The simulated noise on the victim line, using the three different termination options on the guard trace: open ends, shorted ends and terminated ends, was analyzed and is shown in Figure 1.

Fig 1

In microstrip, there is no advantage in using a guard trace, and with a termination other than 50 Ohms on the guard trace, the victim noise is actually worse with the guard trace.

The same analysis can be done for stripline. The near end cross talk without a guard trace and tightly spaced in stripline is 5%. This is a lot. But again, just pulling the traces far enough apart to fit the guard trace, reduces the coupling on the victim line to 0.3%, below any typical digital cross talk spec.

When the guard trace is added, its impact is different for the near or far end noise. Figure 2 shows the simulated behaviors with three different terminations on the guard trace in stripline.

Fig 2

In stripline, there is a dramatic reduction in the NEXT with no additional hit to far end cross talk, using a guard trace with its ends shorted to the return paths. This is recommended condition.

However, the NEXT is already as low as 0.3% with no guard trace. And if the guard trace were kept open at the ends, it would actually increase the cross talk on the victim trace.

Conclusion

In all digital applications, a typical acceptable level of near end cross talk is on the order of 2.5%. A NEXT below 1% can be achieved by just increasing the spacing between the victim and aggressor and not adding a guard trace.

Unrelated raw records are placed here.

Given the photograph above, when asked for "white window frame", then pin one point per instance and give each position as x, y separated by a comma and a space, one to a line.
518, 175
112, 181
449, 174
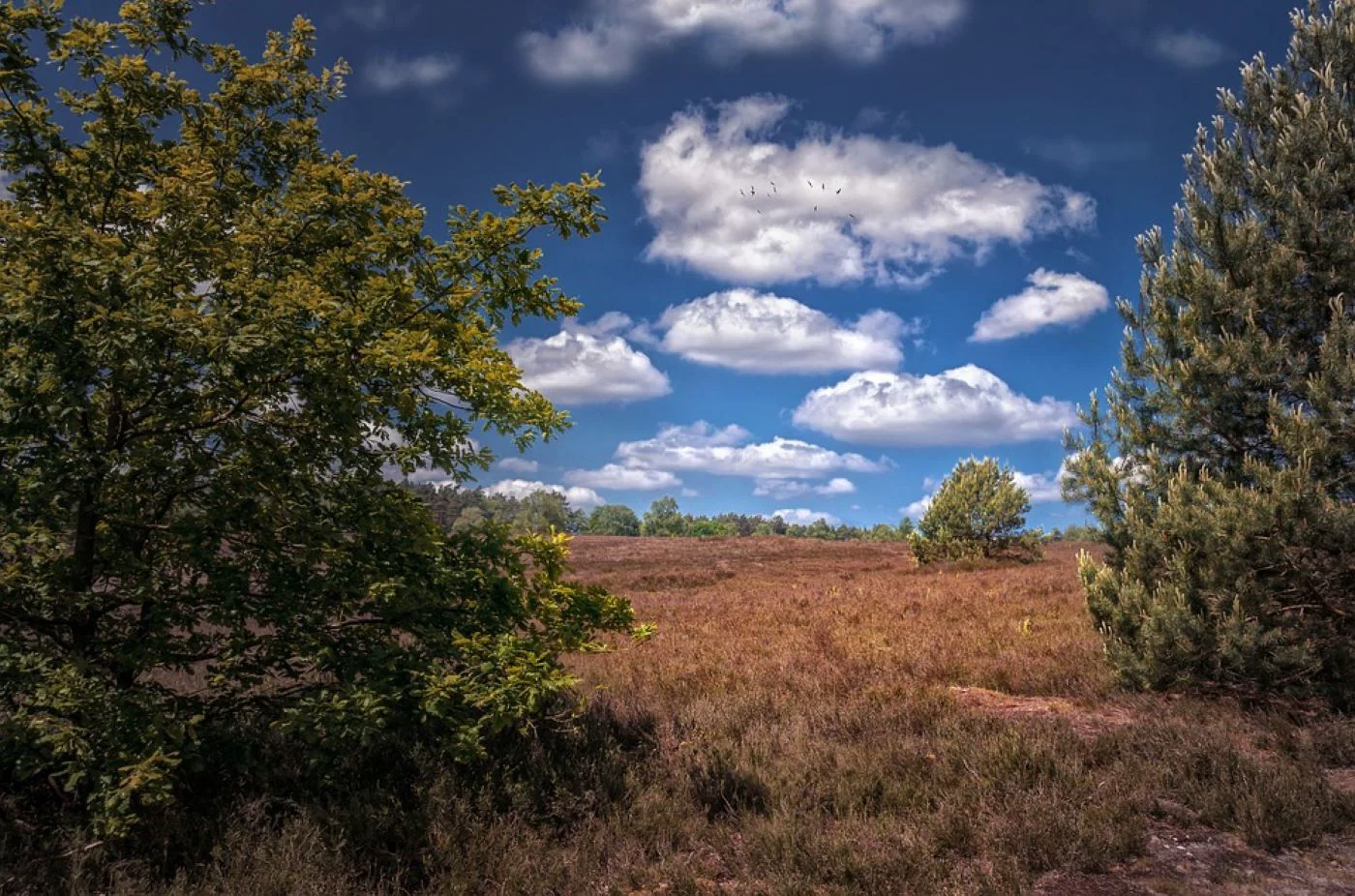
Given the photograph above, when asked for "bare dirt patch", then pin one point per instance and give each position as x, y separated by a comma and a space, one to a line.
1086, 720
1216, 864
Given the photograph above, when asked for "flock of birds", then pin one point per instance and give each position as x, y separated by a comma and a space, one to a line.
752, 193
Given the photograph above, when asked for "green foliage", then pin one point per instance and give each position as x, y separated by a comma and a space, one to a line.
1222, 469
217, 337
979, 511
664, 520
613, 520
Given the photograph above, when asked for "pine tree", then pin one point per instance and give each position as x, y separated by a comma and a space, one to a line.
1222, 466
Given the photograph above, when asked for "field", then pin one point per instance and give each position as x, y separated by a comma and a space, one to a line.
827, 717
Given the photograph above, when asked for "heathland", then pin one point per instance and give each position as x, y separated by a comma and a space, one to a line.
828, 717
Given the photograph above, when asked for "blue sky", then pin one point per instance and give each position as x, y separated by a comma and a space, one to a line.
801, 348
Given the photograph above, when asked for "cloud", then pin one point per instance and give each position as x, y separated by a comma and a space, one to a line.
609, 44
623, 477
704, 449
782, 489
389, 445
1043, 489
519, 489
1049, 301
1081, 155
759, 332
918, 509
966, 405
904, 212
1188, 49
588, 365
389, 74
803, 517
376, 15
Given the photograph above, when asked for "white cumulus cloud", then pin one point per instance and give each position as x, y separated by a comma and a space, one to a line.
392, 74
783, 489
965, 405
1050, 300
519, 489
803, 517
588, 365
623, 477
761, 332
1189, 49
610, 41
830, 206
1042, 489
725, 452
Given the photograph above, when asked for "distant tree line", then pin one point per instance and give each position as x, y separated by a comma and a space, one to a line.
458, 510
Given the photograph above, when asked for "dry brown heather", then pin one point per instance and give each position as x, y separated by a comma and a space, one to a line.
819, 717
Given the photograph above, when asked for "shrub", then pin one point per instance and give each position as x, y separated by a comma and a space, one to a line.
613, 520
664, 520
979, 511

In microstrip if a guard trace is added and left open or shorted at the ends, the cross talk with the guard trace is higher than if the guard trace was left out.

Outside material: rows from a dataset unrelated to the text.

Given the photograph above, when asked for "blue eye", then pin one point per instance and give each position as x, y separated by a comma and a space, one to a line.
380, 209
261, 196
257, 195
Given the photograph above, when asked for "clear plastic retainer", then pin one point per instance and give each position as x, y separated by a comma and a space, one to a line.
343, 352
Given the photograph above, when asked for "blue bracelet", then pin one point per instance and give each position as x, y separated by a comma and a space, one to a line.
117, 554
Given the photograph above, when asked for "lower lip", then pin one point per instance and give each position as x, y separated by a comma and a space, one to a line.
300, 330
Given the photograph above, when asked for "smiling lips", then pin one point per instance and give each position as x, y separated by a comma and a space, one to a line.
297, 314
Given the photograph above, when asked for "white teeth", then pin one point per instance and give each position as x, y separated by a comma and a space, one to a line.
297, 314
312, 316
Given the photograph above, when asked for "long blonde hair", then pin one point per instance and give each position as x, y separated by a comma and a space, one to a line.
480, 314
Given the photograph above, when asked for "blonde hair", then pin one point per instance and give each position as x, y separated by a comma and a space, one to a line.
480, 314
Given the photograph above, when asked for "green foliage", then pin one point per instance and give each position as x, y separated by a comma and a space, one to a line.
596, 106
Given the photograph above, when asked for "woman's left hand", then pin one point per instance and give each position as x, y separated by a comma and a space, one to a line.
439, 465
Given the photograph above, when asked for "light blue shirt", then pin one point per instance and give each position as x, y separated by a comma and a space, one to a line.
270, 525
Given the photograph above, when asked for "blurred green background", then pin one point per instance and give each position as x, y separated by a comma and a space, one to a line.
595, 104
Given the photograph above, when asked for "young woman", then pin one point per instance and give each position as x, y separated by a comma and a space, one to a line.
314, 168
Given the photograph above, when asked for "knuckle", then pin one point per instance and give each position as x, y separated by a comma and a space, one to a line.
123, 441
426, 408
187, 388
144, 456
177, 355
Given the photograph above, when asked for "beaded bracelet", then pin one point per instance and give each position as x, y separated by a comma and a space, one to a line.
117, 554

In stripline a guard trace shorted at the ends will reduce the cross talk from 0.3% to less than 0.02%. But, if the guard trace is left open or terminated with 50 Ohms, the NEXT and FEXT will be higher with the guard trace than without.

If you need less than 1% cross talk, consider using stripline. If you need less than 0.3%, use as large a spacing between the aggressor and victim line as practical. Use a 2D field solver to determine how much cross talk you have without a guard trace.

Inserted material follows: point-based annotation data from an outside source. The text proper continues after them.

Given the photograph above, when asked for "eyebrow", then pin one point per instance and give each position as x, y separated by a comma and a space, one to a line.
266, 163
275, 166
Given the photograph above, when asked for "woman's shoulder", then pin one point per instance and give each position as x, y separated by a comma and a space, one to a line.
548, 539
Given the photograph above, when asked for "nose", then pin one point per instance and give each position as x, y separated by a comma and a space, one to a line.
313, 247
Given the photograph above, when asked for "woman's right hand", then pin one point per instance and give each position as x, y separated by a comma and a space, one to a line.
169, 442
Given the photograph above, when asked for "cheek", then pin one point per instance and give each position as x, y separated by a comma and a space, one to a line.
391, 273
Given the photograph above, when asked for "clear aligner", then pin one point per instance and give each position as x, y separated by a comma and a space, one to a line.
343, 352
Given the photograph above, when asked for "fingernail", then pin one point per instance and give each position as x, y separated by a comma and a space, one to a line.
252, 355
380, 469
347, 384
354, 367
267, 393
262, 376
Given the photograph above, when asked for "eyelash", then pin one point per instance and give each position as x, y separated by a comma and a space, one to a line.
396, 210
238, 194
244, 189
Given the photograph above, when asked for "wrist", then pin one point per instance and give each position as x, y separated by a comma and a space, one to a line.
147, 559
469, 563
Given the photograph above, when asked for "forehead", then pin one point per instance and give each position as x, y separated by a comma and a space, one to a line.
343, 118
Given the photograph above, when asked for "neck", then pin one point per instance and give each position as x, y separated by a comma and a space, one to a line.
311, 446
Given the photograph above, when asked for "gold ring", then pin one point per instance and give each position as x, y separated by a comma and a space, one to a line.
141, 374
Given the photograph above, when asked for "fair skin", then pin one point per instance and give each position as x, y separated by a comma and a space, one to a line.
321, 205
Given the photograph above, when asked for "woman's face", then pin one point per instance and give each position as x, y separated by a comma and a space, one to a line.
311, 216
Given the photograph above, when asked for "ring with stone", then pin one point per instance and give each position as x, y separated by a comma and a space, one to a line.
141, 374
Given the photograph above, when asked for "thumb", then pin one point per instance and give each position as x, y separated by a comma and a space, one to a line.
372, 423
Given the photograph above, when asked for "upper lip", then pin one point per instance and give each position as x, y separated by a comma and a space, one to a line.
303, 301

The risk of using a guard trace is that if it is not implemented exactly the right way, the resulting noise on the victim line can often be higher than if the guard trace is not added. Given the potential danger of miscommunication between the hardware designer and the layout engineer, there is a high risk a guard trace will not be implemented correctly. And never, ever, use a guard trace without first doing your own analysis. Just throwing metal at the problem may make it worse, not better.